O presidente Luiz Inácio Lula da Silva sancionou nesta segunda-feira, 28 de julho, o Projeto de Lei Complementar nº 167/2024, que institui o Programa Acredita Exportação. A nova política pública tem como objetivo ampliar a base exportadora de micro e pequenas empresas (MPEs), por meio da devolução de tributos federais pagos ao longo da cadeia produtiva de bens industriais destinados à exportação.
A iniciativa antecipa efeitos da reforma tributária, reduz custos das exportações e busca dar mais competitividade às MPEs no comércio exterior. Em 2024, esse segmento é composto por 11,5 mil empresas, que representam cerca de 40% do total de exportadores brasileiros, com vendas externas da ordem de dois bilhões e seiscentos milhões de dólares.
“O Acredita Exportação visa corrigir distorções do sistema tributário atual que penalizam os pequenos exportadores”, afirmou o vice-presidente e ministro do Desenvolvimento, Indústria, Comércio e Serviços, Geraldo Alckmin. “Com a devolução dos resíduos tributários, essas empresas — que exportam produtos como móveis, calçados e vestuário — ganham fôlego para competir em igualdade de condições no mercado global.”

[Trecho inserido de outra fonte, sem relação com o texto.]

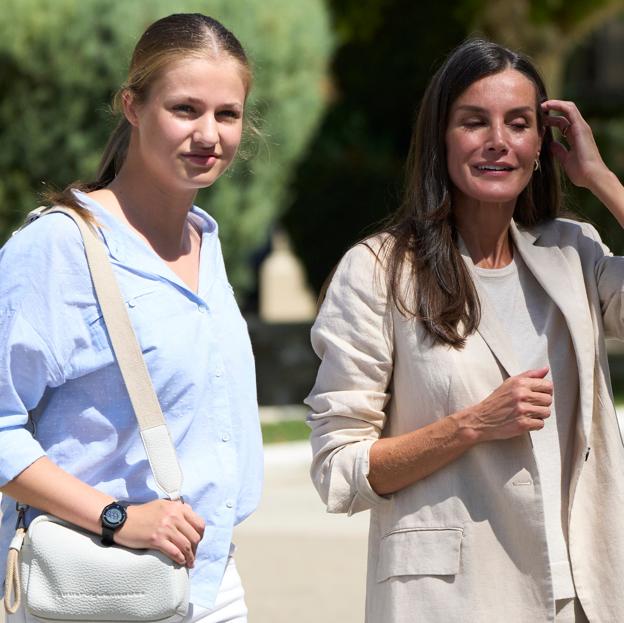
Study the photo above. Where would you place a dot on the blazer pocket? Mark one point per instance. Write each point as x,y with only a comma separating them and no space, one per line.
419,551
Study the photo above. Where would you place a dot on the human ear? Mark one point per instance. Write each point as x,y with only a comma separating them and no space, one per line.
129,106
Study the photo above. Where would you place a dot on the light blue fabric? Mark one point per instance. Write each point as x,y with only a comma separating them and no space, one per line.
55,359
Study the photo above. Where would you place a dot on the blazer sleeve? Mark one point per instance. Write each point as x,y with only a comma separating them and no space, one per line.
353,337
609,273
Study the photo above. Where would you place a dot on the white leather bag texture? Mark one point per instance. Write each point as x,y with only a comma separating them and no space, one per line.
65,569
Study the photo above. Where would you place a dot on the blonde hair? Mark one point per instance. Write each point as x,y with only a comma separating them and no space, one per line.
170,39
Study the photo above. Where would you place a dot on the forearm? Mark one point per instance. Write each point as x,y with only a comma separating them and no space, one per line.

Para garantir o acesso ao benefício, será publicado um decreto presidencial regulamentando o programa. A partir de primeiro de agosto, micro e pequenas empresas exportadoras, inclusive optantes pelo Simples Nacional, poderão receber o equivalente a três por cento de suas receitas com vendas externas, por meio de compensação com tributos federais ou de ressarcimento direto. A medida é válida até 2027, quando entra em vigor a nova Contribuição Social sobre Bens e Serviços (CBS), prevista na reforma tributária.
Historicamente, empresas optantes pelo Simples Nacional não podiam recuperar tributos pagos em etapas anteriores da cadeia produtiva. Com a nova lei, cerca de cinquenta por cento das MPEs exportadoras passa a ter acesso a esse direito, corrigindo uma distorção que impactava diretamente sua competitividade.
O Acredita Exportação é uma iniciativa conjunta dos ministérios da Fazenda, do Desenvolvimento, Indústria, Comércio e Serviços (MDIC), e do Empreendedorismo, da Microempresa e da Empresa de Pequeno Porte (MEMP). O programa reforça o compromisso do Governo Federal com a competitividade, a diversificação da base exportadora e a inclusão produtiva das empresas brasileiras.
A medida integra uma agenda mais ampla na área de comércio exterior, que inclui a expansão da rede de acordos comerciais — com destaque para Singapura, União Europeia e Associação Europeia de Livre Comércio (EFTA) —, a modernização do Portal Único de Comércio Exterior, o uso de instrumentos de defesa comercial e a promoção de uma cultura exportadora mais inclusiva.
As MPEs interessadas em solicitar o benefício devem acessar o sistema da Receita Federal e observar os artigos 57 e 58 da Instrução Normativa nº 2.055, de 6 de dezembro de 2021.
A nova legislação também promove mudanças em regimes aduaneiros especiais, como o Drawback Suspensão e o Recof. Esses instrumentos permitem que empresas importem ou adquiram insumos no mercado interno com suspensão de tributos, desde que destinados à produção de bens para exportação.
Entre as inovações está o aperfeiçoamento do Drawback de Serviços, que estende os benefícios do regime para incluir serviços essenciais à exportação, como transporte, seguro, armazenagem e despacho aduaneiro. Com isso, o Programa viabiliza a suspensão de PIS/Pasep e Cofins sobre esses serviços, gerando economia operacional.
Segundo a Organização para a Cooperação e Desenvolvimento Econômico (OCDE), os serviços representam cerca de 40% do valor adicionado nas exportações de manufaturados brasileiros. Em 2024, o regime de Drawback Suspensão foi utilizado por mil e novecentas empresas, responsáveis por aproximadamente sessenta e nove bilhões de dólares em exportações, o que equivale a cerca de 20% das vendas externas do país.
No caso do Drawback Suspensão, a aplicação da nova regra será imediata, mediante inclusão das informações sobre os serviços nos atos concessórios emitidos pela Secretaria de Comércio Exterior (Secex) do MDIC. Para o Recof, a expansão para serviços ocorrerá a partir de 2026, com regramento a ser publicado pela Receita Federal.